Abstract

The study discusses the application of the Empirical Model Decomposition (EMD) and Hodrick Prescot (HP) filter for significant wave height prediction. Long Short-Term Memory (LSTM) is applied for sequence predictions in Natural Language Processing (NLP). LSTM can also be modeled to time series forecasting, particularly for cyclic data since LSTM learns from experience to forecast the data. The time series signal is a combination of frequencies or spectra, when the LSTM is applied to the raw signal the prediction is lagged, to reduce the lag in the forecast the noise in the time series signal is filtered.

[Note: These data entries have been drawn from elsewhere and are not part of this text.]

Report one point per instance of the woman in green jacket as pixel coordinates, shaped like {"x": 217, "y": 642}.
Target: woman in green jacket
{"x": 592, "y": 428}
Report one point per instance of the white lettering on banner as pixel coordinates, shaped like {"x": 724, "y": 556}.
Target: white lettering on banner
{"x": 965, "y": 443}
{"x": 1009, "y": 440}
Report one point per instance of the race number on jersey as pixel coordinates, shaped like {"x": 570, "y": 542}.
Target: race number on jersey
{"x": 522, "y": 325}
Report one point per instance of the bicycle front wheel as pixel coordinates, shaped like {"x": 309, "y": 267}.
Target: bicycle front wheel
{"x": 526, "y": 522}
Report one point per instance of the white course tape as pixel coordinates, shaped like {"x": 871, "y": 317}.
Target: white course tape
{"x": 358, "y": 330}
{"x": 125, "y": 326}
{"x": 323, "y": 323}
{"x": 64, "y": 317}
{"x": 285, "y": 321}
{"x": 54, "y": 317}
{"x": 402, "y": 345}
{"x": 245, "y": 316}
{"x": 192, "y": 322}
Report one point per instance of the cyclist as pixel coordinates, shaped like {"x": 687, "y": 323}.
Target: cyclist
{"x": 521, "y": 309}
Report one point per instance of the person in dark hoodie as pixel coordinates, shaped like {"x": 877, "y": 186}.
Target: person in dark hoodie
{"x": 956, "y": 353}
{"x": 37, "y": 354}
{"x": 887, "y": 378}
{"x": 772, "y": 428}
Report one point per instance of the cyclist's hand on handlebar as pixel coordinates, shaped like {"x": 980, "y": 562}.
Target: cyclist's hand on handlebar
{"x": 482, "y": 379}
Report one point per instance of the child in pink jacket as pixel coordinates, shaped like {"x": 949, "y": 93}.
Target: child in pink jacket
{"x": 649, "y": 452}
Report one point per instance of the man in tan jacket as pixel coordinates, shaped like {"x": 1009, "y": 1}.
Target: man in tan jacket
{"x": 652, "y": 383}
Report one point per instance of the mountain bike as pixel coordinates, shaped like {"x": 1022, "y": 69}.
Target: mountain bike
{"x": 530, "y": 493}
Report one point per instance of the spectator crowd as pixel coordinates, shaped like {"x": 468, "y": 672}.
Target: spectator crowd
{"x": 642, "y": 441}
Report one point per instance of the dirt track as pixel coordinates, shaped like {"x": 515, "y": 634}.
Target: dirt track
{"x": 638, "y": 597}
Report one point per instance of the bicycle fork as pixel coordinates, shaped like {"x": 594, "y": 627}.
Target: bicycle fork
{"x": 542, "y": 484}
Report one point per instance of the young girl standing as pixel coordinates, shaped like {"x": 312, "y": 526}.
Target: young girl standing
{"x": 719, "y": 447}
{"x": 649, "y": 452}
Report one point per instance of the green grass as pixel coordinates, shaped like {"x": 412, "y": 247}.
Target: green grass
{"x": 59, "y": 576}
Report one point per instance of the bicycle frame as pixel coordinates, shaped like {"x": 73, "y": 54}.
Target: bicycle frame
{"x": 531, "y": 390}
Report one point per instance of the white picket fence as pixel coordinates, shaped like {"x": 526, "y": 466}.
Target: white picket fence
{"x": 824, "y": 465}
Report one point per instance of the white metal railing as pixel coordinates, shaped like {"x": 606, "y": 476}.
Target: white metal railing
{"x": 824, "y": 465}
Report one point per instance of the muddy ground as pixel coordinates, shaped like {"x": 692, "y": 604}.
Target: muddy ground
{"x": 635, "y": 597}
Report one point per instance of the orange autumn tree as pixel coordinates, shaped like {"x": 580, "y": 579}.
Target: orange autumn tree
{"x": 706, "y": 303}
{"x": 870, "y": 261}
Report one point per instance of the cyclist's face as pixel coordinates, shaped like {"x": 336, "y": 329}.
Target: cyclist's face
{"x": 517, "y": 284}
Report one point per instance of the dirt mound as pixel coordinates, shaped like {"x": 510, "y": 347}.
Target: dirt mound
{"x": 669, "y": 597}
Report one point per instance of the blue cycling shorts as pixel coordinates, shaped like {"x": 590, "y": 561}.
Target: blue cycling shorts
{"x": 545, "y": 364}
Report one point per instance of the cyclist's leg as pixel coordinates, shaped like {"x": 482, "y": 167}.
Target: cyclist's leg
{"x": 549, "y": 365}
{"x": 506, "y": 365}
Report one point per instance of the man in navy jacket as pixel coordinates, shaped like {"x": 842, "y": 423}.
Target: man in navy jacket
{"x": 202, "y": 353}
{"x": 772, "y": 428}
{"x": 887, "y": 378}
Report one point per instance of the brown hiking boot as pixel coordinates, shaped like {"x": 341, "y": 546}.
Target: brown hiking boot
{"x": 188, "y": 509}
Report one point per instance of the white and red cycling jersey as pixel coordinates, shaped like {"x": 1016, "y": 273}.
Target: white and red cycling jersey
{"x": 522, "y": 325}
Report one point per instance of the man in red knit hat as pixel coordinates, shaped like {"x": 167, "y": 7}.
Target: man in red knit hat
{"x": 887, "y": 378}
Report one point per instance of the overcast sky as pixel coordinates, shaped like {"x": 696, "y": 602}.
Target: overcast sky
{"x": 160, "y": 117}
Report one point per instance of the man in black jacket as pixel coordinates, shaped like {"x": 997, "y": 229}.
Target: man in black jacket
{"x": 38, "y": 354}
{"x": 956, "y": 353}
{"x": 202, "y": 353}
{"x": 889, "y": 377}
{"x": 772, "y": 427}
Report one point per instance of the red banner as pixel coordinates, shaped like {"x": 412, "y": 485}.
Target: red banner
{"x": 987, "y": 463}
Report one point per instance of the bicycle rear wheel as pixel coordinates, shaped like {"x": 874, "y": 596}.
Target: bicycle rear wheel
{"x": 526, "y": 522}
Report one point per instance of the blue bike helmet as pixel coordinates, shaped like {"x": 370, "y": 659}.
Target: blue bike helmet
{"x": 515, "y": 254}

Since, the time series consists of various frequency components, filtering the higher-frequency components is required to reduce the delay in prediction from the LSTM neural network model. The EMD is applied to the original time series wave data to split the signal into several frequencies in time series or Intrinsic Mode Functions (IMFs). Similarly, when the HP filter is applied to the original wave data or time series signal it gives a trend and cycle. The LSTM is applied to the IMFs and HP filter trend time series to predict the EMD-IMFs and Trend respectively. All the predicted IMFs are summed to compare with the original raw time series. The single step and multistep prediction or forecasting is carried out for 1-h interval, 6-h, 12-h, and 24 h interval. With the increase in forecasting interval the error values also increased and changing the lambda parameter of HP filter played a critical step for the multistep prediction. The EMD-LSTM is computationally expensive as it takes higher amount time to predict each IMF compared to HP-LSTM. Finally, the results are compared with between normal LSTM, EMD-LSTM and HP-LSTM.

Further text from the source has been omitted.